For Remnant as it currently stands the only options are:
1. Have your last little hold out of humanity collapse into the Ruin
2. Escape from whatever causes the Ruin (leave this plane of existence, get beyond the edge of the Ruin, however you like).
3. Forge something that will endure the Ruin’s fire and rot while you yourself die off.
The problem I have with this is that the setting is so unrelentingly survival oriented that there is no breathing room for a player to forge art for art’s sake, and that’s a big element of Remnant’s identity. So I’m dialing back the clock a bit. The Authority is still nominally in charge, the city is still populated with refugees, and there is still a culture intact. Rail gangs still scream around the freeways, bars are still filled with aggressive glitch-rock bands, menders still try and revitalize ash into living matter, and block bosses still nominally policeoversee local criminal enterprise. The color everyone needs to live still gets rationed out, but it’s never enough for everyone, and people end up drinking salve more often than pure.

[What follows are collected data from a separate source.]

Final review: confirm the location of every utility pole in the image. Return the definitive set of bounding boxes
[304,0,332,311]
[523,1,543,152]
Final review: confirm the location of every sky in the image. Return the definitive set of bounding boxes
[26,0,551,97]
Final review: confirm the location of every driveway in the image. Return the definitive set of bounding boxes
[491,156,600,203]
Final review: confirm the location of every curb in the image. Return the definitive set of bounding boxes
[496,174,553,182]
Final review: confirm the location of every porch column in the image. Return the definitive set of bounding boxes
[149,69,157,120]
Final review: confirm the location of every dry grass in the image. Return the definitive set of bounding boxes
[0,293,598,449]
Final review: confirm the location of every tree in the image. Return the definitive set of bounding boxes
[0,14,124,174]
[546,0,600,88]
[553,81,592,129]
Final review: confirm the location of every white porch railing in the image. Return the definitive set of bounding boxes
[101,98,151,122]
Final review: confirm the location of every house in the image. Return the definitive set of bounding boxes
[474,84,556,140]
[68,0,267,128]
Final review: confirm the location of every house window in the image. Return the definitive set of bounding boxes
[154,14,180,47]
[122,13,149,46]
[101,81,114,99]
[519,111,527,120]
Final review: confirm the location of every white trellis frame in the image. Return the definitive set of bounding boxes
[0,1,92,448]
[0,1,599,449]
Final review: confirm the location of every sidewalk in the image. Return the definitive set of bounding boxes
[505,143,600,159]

It’s a setting that has time to breath while still having the pressure of scarcity alive and insistent.
A good question, and the answer might be ‘NO!’

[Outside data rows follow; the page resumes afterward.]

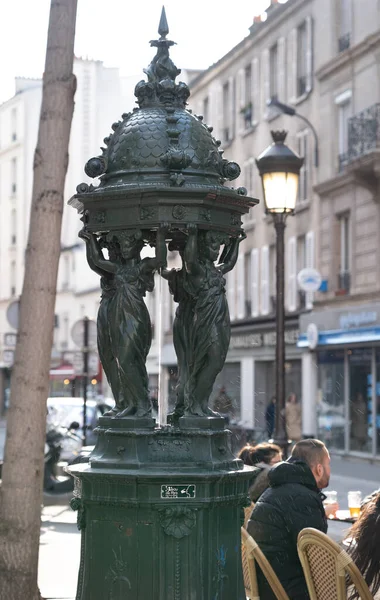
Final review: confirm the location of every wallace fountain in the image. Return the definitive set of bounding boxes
[68,8,258,599]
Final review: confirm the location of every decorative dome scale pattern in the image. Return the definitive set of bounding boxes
[77,7,242,195]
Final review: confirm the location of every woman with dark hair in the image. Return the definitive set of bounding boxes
[345,492,380,599]
[238,442,282,502]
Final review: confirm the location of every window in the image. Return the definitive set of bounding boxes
[269,43,278,99]
[297,130,309,203]
[242,64,253,128]
[338,0,351,52]
[222,81,233,143]
[11,157,17,194]
[237,253,245,319]
[297,235,307,309]
[10,260,16,297]
[244,252,251,317]
[336,90,352,167]
[260,246,269,315]
[338,213,350,291]
[11,208,16,245]
[297,22,307,97]
[62,255,70,290]
[203,96,209,124]
[288,17,313,102]
[11,108,17,142]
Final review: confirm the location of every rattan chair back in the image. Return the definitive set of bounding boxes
[241,527,290,600]
[297,527,374,600]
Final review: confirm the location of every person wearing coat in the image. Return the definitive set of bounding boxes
[247,439,330,600]
[285,392,302,442]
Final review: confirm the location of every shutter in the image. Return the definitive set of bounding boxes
[260,246,269,315]
[277,37,286,101]
[305,16,313,93]
[229,75,235,140]
[238,68,245,133]
[305,230,315,309]
[227,270,236,321]
[237,252,245,319]
[215,83,223,141]
[238,68,245,109]
[287,237,297,311]
[252,57,260,123]
[262,49,270,116]
[251,248,259,317]
[287,28,297,103]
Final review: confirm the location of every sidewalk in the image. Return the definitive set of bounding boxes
[39,501,80,600]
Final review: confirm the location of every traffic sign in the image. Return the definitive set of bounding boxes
[297,268,322,292]
[73,351,99,376]
[6,300,20,330]
[4,333,17,348]
[3,350,14,367]
[71,319,97,349]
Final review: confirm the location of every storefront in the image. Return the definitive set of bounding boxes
[298,303,380,457]
[222,317,302,432]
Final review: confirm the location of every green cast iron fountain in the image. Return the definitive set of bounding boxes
[68,8,259,599]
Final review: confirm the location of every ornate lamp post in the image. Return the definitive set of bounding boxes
[67,8,258,599]
[256,131,303,456]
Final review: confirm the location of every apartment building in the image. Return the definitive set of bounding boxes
[179,0,380,458]
[298,0,380,459]
[179,0,320,433]
[0,58,136,410]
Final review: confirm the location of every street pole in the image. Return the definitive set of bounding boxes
[82,316,89,446]
[273,214,288,457]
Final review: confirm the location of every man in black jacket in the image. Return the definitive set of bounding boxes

I’m still in the process of figuring out what this hack’s setting is about. It has a lot of themes and focuses, and not all of them are in line with one another. Figuring out what the rough arc of play looks like, including how a campaign would come to a close is what I’m after.
Ending my games always has more to do with the fiction than the mechanics.
And that’s cool too. Nothing in AW insists that when you +12 all the current fronts that the game has to end there. It just creates a natural divot that the narrative can come to a rest in should the group choose to.
That’s a subtle and attractive thing to me. It says things about the intent of the game that it has that potential ebb built in. I don’t know what those things being said are, but I’m interested in considering what they might be as a way to help me push my own hack forward.
I don’t understand what it means to “+12 a front”
Ah, when players unlock the advanced moves in Apocalypse World they gain a new level of success if they roll 12 or higher. The outcome goes from merely successful to definitive. For example a successful Seduce or Manipulate on a 12 or higher can make an NPC look out for your best interests permanently. Convince that gang of raiding bikers that your interest is the town they keep tipping over each week and they’ll back off. It’s a way of permanently solving ongoing problems in a game that is otherwise simply about preventing the worst outcomes of those problems.
The odd thing about the concept of +12-ing problems is it assumes there aren’t more threats out there besides the ones who have already been introduced. I mean, all you’re really doing when you de-fang threats is setting yourself up as the new local Warlord.